If there are quality differences, and only the “equivalent” lots were produced in facilities that met quality standards, what was the chance of getting the FDA-approved “equivalent” product?
We can calculate that chance using a June 14, 2022, document leaked by a Centers for Disease Control and Prevention (CDC) staff member to the How Bad Is My Batch? website [https://howbadismybatch.com/]. The document showed a total of 190 Pfizer lots. Although it would be more accurate to use the number of doses for the calculation, that information is not publicly available. The graphic below helps to put this in perspective visually.
This indicates that potentially very few people got the “interchangeable” formula that is supposed to be “equivalent” to the FDA-approved version of the Pfizer vaccine.

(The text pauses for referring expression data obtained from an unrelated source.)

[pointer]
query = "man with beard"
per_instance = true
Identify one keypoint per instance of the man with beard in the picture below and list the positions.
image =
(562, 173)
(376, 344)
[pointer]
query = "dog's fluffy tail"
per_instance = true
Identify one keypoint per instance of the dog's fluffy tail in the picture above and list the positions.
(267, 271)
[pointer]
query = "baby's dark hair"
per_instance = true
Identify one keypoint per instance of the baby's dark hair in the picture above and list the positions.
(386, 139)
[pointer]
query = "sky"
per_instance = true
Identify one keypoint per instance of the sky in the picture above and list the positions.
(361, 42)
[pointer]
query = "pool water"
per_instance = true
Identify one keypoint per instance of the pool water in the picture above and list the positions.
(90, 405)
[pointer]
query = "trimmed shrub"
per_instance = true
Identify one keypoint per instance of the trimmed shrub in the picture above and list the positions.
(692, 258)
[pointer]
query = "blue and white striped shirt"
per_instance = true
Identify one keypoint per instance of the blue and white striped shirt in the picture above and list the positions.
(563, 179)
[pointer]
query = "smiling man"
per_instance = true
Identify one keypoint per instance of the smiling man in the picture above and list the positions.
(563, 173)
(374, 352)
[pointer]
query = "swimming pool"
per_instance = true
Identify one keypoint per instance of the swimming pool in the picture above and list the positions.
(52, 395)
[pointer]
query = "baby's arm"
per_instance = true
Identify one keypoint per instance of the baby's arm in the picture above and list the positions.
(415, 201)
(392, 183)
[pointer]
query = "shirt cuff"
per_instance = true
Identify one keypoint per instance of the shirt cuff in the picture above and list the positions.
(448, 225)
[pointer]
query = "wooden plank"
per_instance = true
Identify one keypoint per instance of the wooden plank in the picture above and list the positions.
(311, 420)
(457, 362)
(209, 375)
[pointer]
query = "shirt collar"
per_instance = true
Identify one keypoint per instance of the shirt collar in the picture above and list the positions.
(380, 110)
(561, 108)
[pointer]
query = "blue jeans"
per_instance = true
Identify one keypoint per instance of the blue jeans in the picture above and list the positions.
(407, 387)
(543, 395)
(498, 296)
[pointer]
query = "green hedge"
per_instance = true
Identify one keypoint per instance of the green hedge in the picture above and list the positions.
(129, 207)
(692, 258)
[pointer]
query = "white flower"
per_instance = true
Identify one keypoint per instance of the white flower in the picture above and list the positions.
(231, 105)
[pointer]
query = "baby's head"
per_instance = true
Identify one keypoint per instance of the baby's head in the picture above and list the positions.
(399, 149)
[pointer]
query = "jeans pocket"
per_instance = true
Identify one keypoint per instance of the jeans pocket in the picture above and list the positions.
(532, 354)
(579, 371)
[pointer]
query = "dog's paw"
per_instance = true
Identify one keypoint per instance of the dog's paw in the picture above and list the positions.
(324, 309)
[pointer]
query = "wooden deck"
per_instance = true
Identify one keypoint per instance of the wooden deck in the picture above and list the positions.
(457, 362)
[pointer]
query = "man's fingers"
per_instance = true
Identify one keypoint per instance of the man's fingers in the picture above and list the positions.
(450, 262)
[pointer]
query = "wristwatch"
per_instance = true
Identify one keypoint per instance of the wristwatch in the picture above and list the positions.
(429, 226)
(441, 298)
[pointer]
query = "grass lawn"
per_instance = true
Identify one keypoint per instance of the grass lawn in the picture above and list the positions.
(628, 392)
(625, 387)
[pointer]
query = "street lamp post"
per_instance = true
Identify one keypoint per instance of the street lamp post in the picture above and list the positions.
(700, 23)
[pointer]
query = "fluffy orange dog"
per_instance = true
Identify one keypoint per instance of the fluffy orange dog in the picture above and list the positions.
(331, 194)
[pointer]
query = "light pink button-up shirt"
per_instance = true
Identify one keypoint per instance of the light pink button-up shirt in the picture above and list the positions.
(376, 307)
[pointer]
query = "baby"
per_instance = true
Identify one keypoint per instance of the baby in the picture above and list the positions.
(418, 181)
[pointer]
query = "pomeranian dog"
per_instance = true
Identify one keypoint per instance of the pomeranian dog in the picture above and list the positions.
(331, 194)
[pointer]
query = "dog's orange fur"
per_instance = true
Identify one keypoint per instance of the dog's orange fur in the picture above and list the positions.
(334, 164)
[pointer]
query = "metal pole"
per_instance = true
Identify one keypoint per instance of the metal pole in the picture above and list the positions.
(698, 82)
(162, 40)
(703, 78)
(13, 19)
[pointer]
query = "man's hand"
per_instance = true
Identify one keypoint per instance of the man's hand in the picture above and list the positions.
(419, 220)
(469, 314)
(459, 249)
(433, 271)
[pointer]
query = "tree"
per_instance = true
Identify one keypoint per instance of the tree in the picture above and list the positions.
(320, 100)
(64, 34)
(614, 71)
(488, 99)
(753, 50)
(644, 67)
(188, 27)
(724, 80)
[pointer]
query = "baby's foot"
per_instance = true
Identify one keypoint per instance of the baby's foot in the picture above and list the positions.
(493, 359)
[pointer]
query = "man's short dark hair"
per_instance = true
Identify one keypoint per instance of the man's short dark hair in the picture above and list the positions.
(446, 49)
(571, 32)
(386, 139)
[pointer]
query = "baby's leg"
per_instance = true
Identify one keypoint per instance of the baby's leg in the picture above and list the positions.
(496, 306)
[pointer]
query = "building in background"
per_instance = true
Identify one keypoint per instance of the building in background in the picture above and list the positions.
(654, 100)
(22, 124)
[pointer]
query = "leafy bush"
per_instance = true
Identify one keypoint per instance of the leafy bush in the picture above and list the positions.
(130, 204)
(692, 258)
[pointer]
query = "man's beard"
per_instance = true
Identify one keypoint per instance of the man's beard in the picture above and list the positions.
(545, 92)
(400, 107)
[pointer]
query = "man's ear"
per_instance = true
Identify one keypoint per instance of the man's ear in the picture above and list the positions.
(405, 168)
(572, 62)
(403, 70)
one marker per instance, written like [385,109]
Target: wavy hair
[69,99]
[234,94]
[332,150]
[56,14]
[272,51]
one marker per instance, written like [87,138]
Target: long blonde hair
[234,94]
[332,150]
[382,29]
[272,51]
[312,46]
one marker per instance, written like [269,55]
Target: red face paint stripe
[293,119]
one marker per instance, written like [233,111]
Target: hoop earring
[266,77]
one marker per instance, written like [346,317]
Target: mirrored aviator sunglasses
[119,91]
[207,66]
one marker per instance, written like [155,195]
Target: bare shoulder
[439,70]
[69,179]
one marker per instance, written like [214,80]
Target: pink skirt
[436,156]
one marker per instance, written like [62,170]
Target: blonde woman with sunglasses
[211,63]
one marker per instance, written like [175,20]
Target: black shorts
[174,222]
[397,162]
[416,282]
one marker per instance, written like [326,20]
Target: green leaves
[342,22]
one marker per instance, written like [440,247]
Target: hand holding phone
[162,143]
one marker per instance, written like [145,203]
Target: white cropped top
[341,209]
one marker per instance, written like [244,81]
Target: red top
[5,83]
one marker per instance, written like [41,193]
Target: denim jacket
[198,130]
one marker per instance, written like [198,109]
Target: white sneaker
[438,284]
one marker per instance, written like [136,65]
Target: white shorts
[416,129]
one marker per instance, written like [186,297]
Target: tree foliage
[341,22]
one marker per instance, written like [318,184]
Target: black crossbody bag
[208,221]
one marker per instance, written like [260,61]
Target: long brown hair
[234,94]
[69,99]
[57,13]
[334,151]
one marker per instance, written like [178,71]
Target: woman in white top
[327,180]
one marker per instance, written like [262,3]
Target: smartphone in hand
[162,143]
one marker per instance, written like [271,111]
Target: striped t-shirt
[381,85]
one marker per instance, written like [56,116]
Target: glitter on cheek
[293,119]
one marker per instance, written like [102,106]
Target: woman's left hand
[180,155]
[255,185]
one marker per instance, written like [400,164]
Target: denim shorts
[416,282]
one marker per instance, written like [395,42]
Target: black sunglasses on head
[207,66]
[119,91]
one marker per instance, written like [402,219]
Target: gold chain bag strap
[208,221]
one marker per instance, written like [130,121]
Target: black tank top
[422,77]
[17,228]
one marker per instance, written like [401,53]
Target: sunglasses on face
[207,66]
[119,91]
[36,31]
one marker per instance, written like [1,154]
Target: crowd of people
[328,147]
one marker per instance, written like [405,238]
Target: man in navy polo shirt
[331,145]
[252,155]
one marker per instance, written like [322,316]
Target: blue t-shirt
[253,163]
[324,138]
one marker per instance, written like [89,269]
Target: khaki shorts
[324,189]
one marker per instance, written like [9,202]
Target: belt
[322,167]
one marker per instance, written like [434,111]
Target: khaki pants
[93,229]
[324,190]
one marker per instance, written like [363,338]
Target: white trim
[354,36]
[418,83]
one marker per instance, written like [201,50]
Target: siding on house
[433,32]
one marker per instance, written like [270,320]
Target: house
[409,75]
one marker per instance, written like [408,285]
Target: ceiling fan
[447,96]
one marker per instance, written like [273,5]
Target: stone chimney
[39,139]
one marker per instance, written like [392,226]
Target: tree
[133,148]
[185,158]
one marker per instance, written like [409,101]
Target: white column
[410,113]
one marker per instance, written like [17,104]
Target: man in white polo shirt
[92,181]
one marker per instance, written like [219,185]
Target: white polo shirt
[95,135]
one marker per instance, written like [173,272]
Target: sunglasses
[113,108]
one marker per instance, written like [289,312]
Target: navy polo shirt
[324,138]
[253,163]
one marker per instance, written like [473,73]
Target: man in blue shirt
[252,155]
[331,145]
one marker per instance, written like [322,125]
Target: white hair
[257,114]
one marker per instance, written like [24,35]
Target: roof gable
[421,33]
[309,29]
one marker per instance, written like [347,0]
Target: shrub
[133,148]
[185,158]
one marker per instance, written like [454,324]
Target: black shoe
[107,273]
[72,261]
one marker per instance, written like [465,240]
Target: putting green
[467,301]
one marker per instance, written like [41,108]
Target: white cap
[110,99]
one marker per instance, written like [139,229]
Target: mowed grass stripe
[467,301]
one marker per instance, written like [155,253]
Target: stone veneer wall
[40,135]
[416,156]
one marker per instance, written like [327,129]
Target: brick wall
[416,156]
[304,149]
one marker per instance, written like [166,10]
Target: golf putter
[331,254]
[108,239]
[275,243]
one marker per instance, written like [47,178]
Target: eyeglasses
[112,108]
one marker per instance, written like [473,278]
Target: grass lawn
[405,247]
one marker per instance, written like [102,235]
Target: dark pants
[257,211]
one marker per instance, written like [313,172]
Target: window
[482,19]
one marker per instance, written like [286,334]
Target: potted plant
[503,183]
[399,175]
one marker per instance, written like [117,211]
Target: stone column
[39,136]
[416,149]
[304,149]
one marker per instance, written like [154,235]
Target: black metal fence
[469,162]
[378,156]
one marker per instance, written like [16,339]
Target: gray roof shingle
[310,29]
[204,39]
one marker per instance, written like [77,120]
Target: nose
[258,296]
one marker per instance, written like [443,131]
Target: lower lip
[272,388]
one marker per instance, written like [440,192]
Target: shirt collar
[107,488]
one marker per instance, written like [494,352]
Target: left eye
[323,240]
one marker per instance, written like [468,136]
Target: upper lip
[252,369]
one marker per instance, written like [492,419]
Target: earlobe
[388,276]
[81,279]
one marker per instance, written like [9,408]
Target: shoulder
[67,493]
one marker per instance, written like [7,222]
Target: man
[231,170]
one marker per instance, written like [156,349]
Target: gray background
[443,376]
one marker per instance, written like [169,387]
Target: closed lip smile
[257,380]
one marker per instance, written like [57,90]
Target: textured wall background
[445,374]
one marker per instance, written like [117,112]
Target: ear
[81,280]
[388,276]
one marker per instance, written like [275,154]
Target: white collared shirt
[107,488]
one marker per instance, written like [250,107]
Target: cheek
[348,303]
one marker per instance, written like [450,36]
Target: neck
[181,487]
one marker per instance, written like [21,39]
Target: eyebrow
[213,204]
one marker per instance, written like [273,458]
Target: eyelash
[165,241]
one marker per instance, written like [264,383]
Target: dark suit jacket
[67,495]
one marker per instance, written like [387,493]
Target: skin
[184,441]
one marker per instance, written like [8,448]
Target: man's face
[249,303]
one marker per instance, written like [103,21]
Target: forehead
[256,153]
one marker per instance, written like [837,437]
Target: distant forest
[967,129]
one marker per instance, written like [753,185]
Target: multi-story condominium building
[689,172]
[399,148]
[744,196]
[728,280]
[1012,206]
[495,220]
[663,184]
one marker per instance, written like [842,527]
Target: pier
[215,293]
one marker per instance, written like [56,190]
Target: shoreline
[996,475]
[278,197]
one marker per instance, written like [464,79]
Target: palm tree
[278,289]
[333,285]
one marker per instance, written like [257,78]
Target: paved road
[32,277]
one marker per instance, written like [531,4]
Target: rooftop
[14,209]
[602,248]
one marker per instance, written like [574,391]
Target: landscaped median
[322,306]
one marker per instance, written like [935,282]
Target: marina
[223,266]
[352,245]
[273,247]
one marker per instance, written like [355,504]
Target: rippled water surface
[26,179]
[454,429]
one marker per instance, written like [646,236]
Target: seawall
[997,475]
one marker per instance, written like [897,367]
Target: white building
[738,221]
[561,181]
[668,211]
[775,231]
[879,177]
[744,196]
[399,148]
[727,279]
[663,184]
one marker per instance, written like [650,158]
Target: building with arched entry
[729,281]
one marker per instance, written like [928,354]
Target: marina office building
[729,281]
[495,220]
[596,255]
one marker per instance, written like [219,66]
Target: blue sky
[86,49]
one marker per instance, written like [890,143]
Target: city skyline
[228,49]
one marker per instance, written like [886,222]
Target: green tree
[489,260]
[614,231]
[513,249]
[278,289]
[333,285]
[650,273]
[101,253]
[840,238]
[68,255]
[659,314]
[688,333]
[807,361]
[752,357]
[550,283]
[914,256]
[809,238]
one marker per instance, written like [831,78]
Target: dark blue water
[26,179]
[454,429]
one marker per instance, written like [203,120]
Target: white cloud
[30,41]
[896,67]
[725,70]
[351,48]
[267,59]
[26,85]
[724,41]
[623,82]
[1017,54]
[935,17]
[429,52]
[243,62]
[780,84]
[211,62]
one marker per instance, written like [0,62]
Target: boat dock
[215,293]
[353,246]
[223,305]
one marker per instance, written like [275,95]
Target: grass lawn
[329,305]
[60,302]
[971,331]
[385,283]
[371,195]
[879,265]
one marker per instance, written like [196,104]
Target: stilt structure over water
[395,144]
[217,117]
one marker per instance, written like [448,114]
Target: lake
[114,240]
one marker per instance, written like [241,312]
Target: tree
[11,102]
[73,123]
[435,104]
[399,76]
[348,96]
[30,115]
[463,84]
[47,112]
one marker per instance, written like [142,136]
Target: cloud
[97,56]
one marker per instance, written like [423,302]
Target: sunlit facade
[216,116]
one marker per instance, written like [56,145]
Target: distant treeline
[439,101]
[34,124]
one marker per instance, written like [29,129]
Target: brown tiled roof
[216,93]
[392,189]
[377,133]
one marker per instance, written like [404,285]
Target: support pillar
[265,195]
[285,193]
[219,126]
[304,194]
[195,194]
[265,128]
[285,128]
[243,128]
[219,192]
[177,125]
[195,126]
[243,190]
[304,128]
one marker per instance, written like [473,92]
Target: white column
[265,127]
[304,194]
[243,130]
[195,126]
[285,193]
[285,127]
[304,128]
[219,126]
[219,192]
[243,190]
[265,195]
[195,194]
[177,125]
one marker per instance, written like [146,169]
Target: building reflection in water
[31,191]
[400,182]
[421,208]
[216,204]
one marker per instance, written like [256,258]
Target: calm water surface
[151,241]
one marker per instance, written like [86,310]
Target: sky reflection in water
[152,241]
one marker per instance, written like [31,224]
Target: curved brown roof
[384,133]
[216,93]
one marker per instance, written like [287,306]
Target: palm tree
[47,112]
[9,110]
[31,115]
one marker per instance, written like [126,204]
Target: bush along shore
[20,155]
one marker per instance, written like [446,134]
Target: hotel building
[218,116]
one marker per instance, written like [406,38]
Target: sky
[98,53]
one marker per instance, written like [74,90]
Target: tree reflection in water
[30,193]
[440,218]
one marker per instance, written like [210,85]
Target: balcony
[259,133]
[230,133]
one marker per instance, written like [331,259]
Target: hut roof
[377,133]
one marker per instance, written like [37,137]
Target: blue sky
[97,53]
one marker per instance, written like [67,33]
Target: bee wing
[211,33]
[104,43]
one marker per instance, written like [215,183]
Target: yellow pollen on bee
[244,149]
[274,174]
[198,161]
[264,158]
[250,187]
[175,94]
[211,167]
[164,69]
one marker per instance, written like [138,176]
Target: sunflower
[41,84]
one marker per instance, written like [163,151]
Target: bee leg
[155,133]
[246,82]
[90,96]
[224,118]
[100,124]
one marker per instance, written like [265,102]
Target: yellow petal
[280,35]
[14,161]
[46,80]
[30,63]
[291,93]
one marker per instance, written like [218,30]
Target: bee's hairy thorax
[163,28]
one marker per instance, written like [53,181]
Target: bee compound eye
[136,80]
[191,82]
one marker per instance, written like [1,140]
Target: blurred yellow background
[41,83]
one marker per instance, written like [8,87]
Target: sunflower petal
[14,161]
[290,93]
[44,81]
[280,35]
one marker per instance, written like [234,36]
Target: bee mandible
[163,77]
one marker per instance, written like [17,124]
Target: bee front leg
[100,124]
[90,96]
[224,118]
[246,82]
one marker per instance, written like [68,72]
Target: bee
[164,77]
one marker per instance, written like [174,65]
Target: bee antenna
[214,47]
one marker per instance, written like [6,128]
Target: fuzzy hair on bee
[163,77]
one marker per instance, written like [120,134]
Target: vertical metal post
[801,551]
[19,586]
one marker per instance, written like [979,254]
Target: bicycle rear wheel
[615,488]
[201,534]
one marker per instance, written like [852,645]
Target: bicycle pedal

If there were 190 lots available in the United States and only nine met the “equivalent” criteria, that would be a 4.7% chance of receiving the equivalent formulation.
There is another important thing to note on the second page of the letter where distribution is addressed. Here is the screenshot again:
It states that if unused product is going to be shipped to another location, the shipment must include a copy of the letter with the QR code, referenced on the second page of this report, so that it can be used to determine if the lot number on the carton is the BLA-approved product. To know and follow this requirement, one must know the letter exists. This author has spoken to several physicians and pharmacists, and none have been aware of the letter.
The bottom line?
Americans are being deceived. Public disclosure has not given. Only some of the available lots are “equivalent.” The chances of getting the “equivalent” formulation are very slim. Americans were led to believe that all the Pfizer-BioNTech vaccines were “equivalent” and “interchangeable” with the FDA-approved product, which is not at all the case.
This lack of transparency led to a tidal wave of policy changes, including vaccine mandates, thus destroying many Americans’ lives. People lost their jobs. Students were not allowed to attend colleges. Soldiers were kicked out of the military. Americans were prevented from entering businesses, sporting events, and much more. If this information had been publicly available and widely disseminated, COVID-19 vaccine-related court cases may have played out much differently. Additionally, military leaders may have made much different choices. Unfortunately, we do not get a do-over.
The most important take away is that the American public was lied to. That is truly all we need to know. In 23 years of medicine, this is may be the most unethical thing this author has seen. It will take decades for healthcare to recover from the damage that has been done.